In order to provide a larger distance between the coil and the duct walls both end portions of each fin are radially extended to a greater length than its serrated edge, which end portions serve to firmly secure the heating element in the duct or outlet of the air heating apparatus.

With a view to shorten the apparatus the center portion at one end of the coil carrier may be recessed to permit placing therein an electric fan motor, the resistor coil surrounding the motor at this end.

The ribs may be perforated in order to reduce the weight of the element and to increase the air turbulence.

SHORT DESCRIPTION OF THE DRAWINGS

FIG. 1 is an isometric view of a coil carrier, partly wound, suitable for a cylindrical duct,

FIG. 2 is an isometric view of a coil carrier provided with slots of three different depth dimensions, partly wound and suitable for a conical duct, and

FIG. 3 is a side view of a heating element assembly, incorporating the coil carrier illustrated in FIG. 1.

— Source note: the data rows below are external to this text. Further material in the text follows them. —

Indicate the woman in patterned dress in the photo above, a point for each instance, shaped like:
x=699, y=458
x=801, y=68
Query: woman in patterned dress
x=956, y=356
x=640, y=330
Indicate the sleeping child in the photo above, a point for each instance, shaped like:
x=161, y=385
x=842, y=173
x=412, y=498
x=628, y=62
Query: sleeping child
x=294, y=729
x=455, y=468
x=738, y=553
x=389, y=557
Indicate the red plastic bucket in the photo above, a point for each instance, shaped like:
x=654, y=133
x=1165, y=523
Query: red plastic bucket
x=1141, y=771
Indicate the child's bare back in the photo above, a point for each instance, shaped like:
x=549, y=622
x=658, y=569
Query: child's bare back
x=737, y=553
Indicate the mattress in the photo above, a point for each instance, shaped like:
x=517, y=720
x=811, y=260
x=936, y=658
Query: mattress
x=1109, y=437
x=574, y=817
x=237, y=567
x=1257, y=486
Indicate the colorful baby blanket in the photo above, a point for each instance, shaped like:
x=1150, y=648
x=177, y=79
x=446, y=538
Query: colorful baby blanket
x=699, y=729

DESCRIPTION OF THE PREFERRED EMBODIMENT

The coil carrier illustrated in FIG. 1 comprises four rectangular fins 1 of similar width and length joined at right angles along their inner edges on a common center line. The respective end portions, 2 and 3, of the fins extend to the largest distance from the common center and serve to locate the element in a cylindrical air discharge duct D, FIG. 3, while the central edge portion between these ends, is slightly recessed. This portion of each fin is provided with a plurality of inwardly extending rectangular slots or notches 5 and 6, slots 5 being a shallow depth, while the slots 6 are deeper, as measured from the edge, i.e. the bottom of the slots 6 is nearer the carrier center than that of the slots 5. The slots are of equal width and equidistantly spaced by a common module denoted at 66, FIGS. 1 and 2, however staggered by one quarter module in respect of every two fins positioned at a right angle, in one sense of angular progress, for the purpose of providing a helical path for the resistor ribbon. Four windings, 10 and 10', of a ribbon-shaped resistor are shown to be wound around the coil carrier, alternately laid in shallow and deep slots. The resistor is slightly narrower than the slots 5 and 6, and it can be readily discerned that the windings 10 laid in the shallow slots are of greater length than those (10') in the deeper slots, thus alternate windings in the shape of larger and smaller squares are being formed, corresponding sides of all larger squares lying in common planes, and similarly the sides of all smaller squares. It is understood that only a few windings have been such shown in order to present a clear picture of the slots. It is further understood that for clearness sake the size of the slots and the module are shown larger in proportion to the total dimensions of the coil carrier than in an actual embodiment, which would have a much larger number of windings.

A complete heating element is shown in FIG. 3. Herein a coil carrier comprises four fins 1 which are jointed at common center, all fins being of equal length and width, their end portions 2 and 3 being higher than the slotted center portion. The fins are perforated by a number of round holes 8 which serve to create greater flow turbulence, besides somewhat reducing the weight of the unit. Each fin edge is serrated along its recessed center portion by alternating shallower and deeper, rectangular slots 5 and 6 respectively. A heating coil is formed from a ribbon-shaped resistor laid successively into the slots 5 and 6 and wound around the coil carrier beginning from a L.H. terminal 20 to a R.H. terminal 21. The right hand end of the coil carrier is recessed (12) in its center corresponding to the shape of a fan motor to be positioned in this recess when assembling a hair dryer or another air heating apparatus.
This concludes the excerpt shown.